RESULTS: Here we have performed experiments in the ascidian Phallusia mammillata to address the molecular control of tunic 3D morphogenesis. We have demonstrated that the tail epidermis medio-lateral patterning essential for peripheral nervous system specification also controls tunic elongation into fins. More specifically, when tail epidermis midline identity was abolished by BMP signaling inhibition, or CRISPR/Cas9 inactivation of the transcription factor coding genes Msx or Klf1/2/4/17, median fin did not form. We postulated that this genetic program should regulate effectors of tunic secretion. We thus analyzed the expression and regulation in different ascidian species of two genes acquired by horizontal gene transfer (HGT) from bacteria, CesA coding for a cellulose synthase and Gh6 coding for a cellulase. We have uncovered an unexpected dynamic history of these genes in tunicates and high levels of variability in gene expression and regulation among ascidians. Although, in Phallusia, Gh6 has a regionalized expression in the epidermis compatible with an involvement in fin elongation, our functional studies indicate a minor function during caudal fin formation only.
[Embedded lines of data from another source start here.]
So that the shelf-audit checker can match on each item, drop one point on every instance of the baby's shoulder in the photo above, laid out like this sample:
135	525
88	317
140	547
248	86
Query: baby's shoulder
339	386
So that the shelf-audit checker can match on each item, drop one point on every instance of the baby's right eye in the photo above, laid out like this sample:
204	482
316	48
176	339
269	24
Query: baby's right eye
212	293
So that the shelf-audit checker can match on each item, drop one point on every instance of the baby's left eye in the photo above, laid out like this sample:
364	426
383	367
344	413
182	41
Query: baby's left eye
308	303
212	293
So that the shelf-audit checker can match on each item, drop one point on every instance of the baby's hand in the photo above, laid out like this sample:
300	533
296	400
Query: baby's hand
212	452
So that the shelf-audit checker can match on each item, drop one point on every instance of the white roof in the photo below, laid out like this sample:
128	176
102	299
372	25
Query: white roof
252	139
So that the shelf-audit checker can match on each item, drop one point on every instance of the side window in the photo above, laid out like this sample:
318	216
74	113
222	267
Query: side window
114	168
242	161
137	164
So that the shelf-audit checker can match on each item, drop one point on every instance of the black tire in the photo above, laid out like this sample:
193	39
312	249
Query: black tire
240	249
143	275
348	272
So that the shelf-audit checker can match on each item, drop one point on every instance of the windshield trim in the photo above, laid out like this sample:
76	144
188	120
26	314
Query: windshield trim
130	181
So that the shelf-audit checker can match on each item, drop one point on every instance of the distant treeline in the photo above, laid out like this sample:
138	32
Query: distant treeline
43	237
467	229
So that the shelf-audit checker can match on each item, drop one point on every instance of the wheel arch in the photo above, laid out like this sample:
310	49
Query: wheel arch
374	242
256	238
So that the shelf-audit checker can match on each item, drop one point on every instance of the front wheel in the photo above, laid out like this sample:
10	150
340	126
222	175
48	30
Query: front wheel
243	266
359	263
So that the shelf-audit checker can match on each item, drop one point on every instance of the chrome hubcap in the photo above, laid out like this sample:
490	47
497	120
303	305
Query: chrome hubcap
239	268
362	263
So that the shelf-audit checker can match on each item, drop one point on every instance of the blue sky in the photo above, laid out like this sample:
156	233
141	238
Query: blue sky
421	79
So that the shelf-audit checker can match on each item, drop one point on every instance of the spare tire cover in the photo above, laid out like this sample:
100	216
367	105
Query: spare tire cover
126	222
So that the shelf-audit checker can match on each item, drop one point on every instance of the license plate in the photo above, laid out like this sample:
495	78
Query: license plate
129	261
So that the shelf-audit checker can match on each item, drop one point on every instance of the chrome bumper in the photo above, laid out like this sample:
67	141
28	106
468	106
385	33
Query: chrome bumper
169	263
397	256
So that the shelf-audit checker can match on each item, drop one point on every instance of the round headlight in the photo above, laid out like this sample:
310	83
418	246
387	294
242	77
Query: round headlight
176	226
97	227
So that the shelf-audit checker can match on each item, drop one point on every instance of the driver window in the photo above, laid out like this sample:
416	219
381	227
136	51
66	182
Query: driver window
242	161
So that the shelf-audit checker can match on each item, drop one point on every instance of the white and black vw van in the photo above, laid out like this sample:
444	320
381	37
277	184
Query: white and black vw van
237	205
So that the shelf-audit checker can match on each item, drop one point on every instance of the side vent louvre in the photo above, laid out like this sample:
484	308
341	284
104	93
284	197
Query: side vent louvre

CONCLUSIONS: Our study constitutes an important step in the study of the integration of HGT-acquired genes into developmental networks and a cellulose-based morphogenesis of extracellular material in animals.
摘要:
背景:被膜形成一组与脊椎动物密切相关的滤食海洋动物。它们与它们共享许多特征,例如海鞘的t幼虫中的脊索和背侧神经管,做外衣的三个小组之一。然而,在被膜的不同分支中丢失了许多典型的脊索字符,一个多样化和快速进化的门。因此,外衣,一种由表皮分泌的纤维素组成的外骨骼,是定义被膜门的统一特征。在海鞘的幼虫中,外衣在尾巴中分为正鳍(具有背侧和腹侧延伸的叶片)和尾鳍。
结果:在这里,我们在海鞘Phallusia哺乳动物中进行了实验,以解决外衣3D形态发生的分子控制。我们已经证明,对于周围神经系统规格必不可少的尾部表皮中外侧图案也可以控制外衣向鳍的伸长。更具体地说,当尾表皮中线身份被BMP信号抑制废除时,或CRISPR/Cas9失活的转录因子编码基因Msx或Klf1/2/4/17,中位鳍没有形成。我们推测该遗传程序应调节外衣分泌的效应子。因此,我们分析了通过水平基因转移(HGT)从细菌中获得的两个基因在不同海鞘物种中的表达和调控,CesA编码纤维素合酶和Gh6编码纤维素酶。我们已经发现了这些基因在被膜中的出乎意料的动态历史,以及海鞘中基因表达和调节的高度变异性。虽然,在Phallusia,Gh6在表皮中具有区域性表达,与鳍伸长有关,我们的功能研究表明,仅在尾鳍形成过程中具有较小的功能。
结论:我们的研究是将HGT获得的基因整合到发育网络和基于纤维素的动物细胞外物质形态发生的研究中的重要一步。
结果:在这里,我们在海鞘Phallusia哺乳动物中进行了实验,以解决外衣3D形态发生的分子控制。我们已经证明,对于周围神经系统规格必不可少的尾部表皮中外侧图案也可以控制外衣向鳍的伸长。更具体地说,当尾表皮中线身份被BMP信号抑制废除时,或CRISPR/Cas9失活的转录因子编码基因Msx或Klf1/2/4/17,中位鳍没有形成。我们推测该遗传程序应调节外衣分泌的效应子。因此,我们分析了通过水平基因转移(HGT)从细菌中获得的两个基因在不同海鞘物种中的表达和调控,CesA编码纤维素合酶和Gh6编码纤维素酶。我们已经发现了这些基因在被膜中的出乎意料的动态历史,以及海鞘中基因表达和调节的高度变异性。虽然,在Phallusia,Gh6在表皮中具有区域性表达,与鳍伸长有关,我们的功能研究表明,仅在尾鳍形成过程中具有较小的功能。
结论:我们的研究是将HGT获得的基因整合到发育网络和基于纤维素的动物细胞外物质形态发生的研究中的重要一步。